当研究会について

可能性を見出す事への挑戦

現況と将来展望

日本胸部外科学会において2005年に発表された、2003年度の呼吸器疾患を扱っている651施設からの全国集計では、年々増加の一途をたどり現在呼吸器外科領域の全手術症例数が47,599例あり、うち21,594例:45.4%が胸腔鏡手術で行われています。最も多いのが、気胸の治療で気胸の手術の88.6%がVATSで行われており、次いで肺良性腫瘍の71.1%、気胸を除く肺気腫は63.4%、炎症性肺疾患:58.3%、転移性肺腫瘍:53.1%となっております。

肺癌症例は20,982例の登録でうち7,503例:35.8%がVATSで行われており、縦隔リンパ節隔清も2003年にはすでに253施設中の43%の施設で実施され手術適応は今後もしだいに拡大していく事が予測されます。しかし肺癌に関しては臨床病期1期肺癌手術にたいする胸腔鏡手術の予後は標準開胸に比較して同等またはそれ以上とする報告が多くでていますが、低侵襲性や安全性に関する研究に於ける統計的有意差の報告はなく特にmuscle sparling techniqueとの比較は難しいのが現状です。この辺は今後の研究に委ねられております。

医療技術の進歩による低侵襲性な検査・治療方法の普及は一方では医療訴訟の増加にも繋がっているともいえます。医療側にも責任はありますが新しいことの開発にはマスコミの一様の取上げにより、患者は必ず良い結果が得られることが当然の如く期待して治療を受けます。従って、万が一発生するかもしれない小さな合併症、医療事故にも対処するためには、最初から医師と患者の治療に対する共通認識による信頼関係が最も重要な基盤であり、あくまでも誠実な対応が求められるものです、当然のことながら医師は技術面にのみ走るべきではありません。
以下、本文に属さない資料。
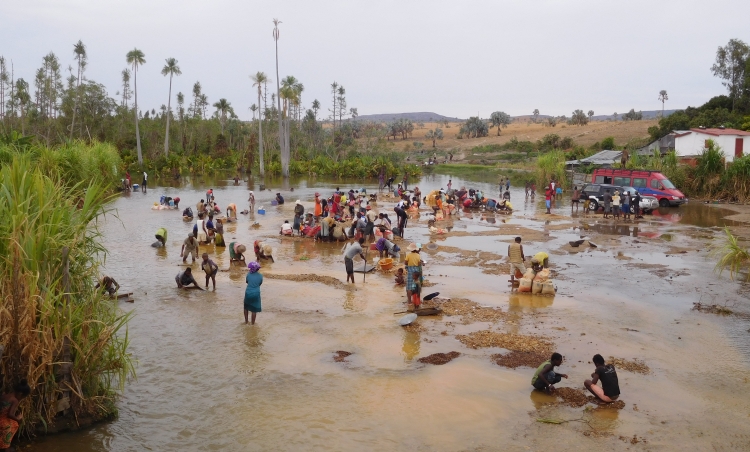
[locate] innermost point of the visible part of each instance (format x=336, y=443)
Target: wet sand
x=206, y=381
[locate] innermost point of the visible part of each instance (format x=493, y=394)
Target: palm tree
x=259, y=80
x=170, y=69
x=222, y=108
x=316, y=107
x=80, y=51
x=282, y=140
x=663, y=98
x=136, y=58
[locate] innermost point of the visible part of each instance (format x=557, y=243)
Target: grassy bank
x=52, y=323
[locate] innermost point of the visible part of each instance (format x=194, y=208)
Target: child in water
x=400, y=277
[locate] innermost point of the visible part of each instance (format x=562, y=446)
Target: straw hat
x=413, y=247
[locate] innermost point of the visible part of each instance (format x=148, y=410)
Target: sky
x=456, y=58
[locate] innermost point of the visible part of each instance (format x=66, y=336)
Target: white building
x=690, y=143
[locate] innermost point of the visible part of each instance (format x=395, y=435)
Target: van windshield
x=667, y=183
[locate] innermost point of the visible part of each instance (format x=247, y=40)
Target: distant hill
x=420, y=116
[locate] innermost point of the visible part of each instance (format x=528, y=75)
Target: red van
x=651, y=183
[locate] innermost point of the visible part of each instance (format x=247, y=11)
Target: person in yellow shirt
x=414, y=277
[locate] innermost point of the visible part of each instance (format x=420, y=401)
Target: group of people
x=545, y=378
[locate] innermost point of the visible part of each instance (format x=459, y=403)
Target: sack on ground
x=524, y=285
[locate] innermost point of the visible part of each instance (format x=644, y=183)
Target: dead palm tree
x=79, y=49
x=136, y=58
x=259, y=80
x=170, y=69
x=222, y=108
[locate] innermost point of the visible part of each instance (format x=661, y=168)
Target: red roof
x=718, y=132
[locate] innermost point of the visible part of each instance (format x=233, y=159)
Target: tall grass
x=733, y=257
x=49, y=226
x=551, y=166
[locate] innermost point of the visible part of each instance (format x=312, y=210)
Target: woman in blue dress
x=252, y=292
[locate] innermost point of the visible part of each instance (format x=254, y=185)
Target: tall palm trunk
x=137, y=132
x=169, y=106
x=260, y=139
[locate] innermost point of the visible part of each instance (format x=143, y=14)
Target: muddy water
x=206, y=381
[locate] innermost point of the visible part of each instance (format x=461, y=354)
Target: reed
x=48, y=265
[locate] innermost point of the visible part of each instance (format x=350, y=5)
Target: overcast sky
x=456, y=58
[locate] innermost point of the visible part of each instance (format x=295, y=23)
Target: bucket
x=386, y=263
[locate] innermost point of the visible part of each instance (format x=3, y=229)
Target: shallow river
x=206, y=381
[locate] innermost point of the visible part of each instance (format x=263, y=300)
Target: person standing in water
x=252, y=292
x=610, y=389
x=10, y=416
x=210, y=268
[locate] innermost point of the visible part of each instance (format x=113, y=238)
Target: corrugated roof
x=717, y=132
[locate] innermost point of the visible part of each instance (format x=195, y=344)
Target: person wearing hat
x=236, y=251
x=540, y=261
x=262, y=251
x=299, y=212
x=251, y=301
x=318, y=206
x=414, y=278
x=161, y=236
x=189, y=247
x=351, y=250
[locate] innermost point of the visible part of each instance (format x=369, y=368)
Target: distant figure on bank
x=161, y=237
x=252, y=292
x=610, y=389
x=185, y=278
x=10, y=416
x=516, y=257
x=236, y=252
x=262, y=251
x=210, y=268
x=350, y=251
x=189, y=248
x=545, y=377
x=108, y=284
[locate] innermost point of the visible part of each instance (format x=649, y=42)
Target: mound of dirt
x=471, y=311
x=635, y=366
x=575, y=398
x=340, y=356
x=509, y=341
x=328, y=280
x=439, y=359
x=516, y=359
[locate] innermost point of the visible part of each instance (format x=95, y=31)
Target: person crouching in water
x=545, y=377
x=210, y=268
x=610, y=389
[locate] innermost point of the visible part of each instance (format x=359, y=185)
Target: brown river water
x=206, y=381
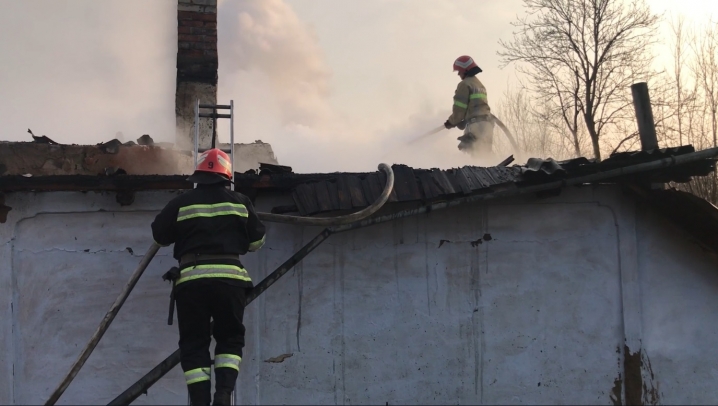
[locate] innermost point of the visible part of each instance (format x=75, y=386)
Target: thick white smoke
x=397, y=68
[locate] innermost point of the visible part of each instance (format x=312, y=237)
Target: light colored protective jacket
x=470, y=101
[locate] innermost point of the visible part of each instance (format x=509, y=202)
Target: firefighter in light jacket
x=471, y=109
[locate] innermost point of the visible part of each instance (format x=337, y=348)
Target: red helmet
x=464, y=63
x=213, y=166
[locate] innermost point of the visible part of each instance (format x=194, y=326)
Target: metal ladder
x=214, y=116
x=197, y=150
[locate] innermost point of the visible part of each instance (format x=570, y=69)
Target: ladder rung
x=218, y=107
x=215, y=115
x=225, y=150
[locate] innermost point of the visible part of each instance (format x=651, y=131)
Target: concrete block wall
x=514, y=301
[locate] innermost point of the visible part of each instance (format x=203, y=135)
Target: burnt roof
x=327, y=192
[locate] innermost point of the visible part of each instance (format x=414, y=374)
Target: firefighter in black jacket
x=210, y=226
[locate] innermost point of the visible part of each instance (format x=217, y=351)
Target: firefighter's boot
x=225, y=380
x=200, y=393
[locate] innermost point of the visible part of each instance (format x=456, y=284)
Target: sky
x=332, y=85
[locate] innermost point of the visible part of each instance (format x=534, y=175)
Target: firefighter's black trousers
x=198, y=302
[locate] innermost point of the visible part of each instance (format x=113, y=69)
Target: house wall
x=516, y=301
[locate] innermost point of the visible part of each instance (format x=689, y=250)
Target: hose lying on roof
x=339, y=220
術者は常により良い方法が本当にないのかを煩悶すべきです。低侵襲とは「正常な組織をできるだけ温存し、しかも病巣を完全にとる」ということであり、QOLとは、いかなるアプローチによっても完全治癒を目的とした手術でなくてはならないので術者にとり安全性を最も重視した手方を選択すべきでしょう。

本法の基本的な手技は、胸部外科領域における手術と同様ですが、ビデオモニターに映し出された術野の画面をみながら小さな創口から器具を挿入して行う特殊な技術が求められる手術です。従って、胸部手術についての経験豊かな指導医の下で下記事項についての適切なトレーニングを受け、技術を習得した後、本手法を計画する事が許されるものであり、術者に対する条件は本研究会創立時に作成された項目と変わりはなく、近未来にロボットによる手技が応用されても操作するのは医師なので基本的には同じです。

  • 手術時の突発的出血に対する救急処置を習得している事。
  • 開胸手術の周術期管理を充分習得したものである事。
  • 胸腔鏡下にみる各臓器の解剖学的構造の相対的位置関係を理解している事。
  • 胸腔鏡に関する手技の習得その意義について理解をしている。
  • 2次元のビデオモニター像下での深度感覚を習得している。
  • 遠隔操作による臓器触知感覚を習得している。
  • 拡大映像下での視覚-手指運動強調(Handeye coordination)を習得している。
  • 胸腔鏡手術に用いるすべての特殊機器類使用を習熟している。
  • 胸腔鏡手術を行うに必要な縫合、結索法などの特殊技術を習得している。

おわりに

先を見るということは困難なことですが、一例一例の手術を通じて先見をもつ習慣をもつ事、または先見をもつ努力によって新しい手法、研究が得られ、患者のためにも未来は開けるものと確信します。産学共同による内視鏡およびビデオ光学機器、胸腔鏡手術周辺器具の更なる開発、改良、進歩および手術手技の向上により胸腔鏡手術のさらなる安全性を高めることはわれわれに課せられた義務です。

そして低侵襲性手術の開発はわれわれに課せられた可能性への挑戦であり、わが国の得意とする分野です。これを機会にホームページを通じての迅速な情報伝達、施設間の活動の活性化をはかり、レベルの高い均質な手術の普及に努め、内外の人類福祉に貢献するとともに、研究会の益々の発展と若手学徒にとって魅力ある会となるように微力ながら貢献したいと存じます。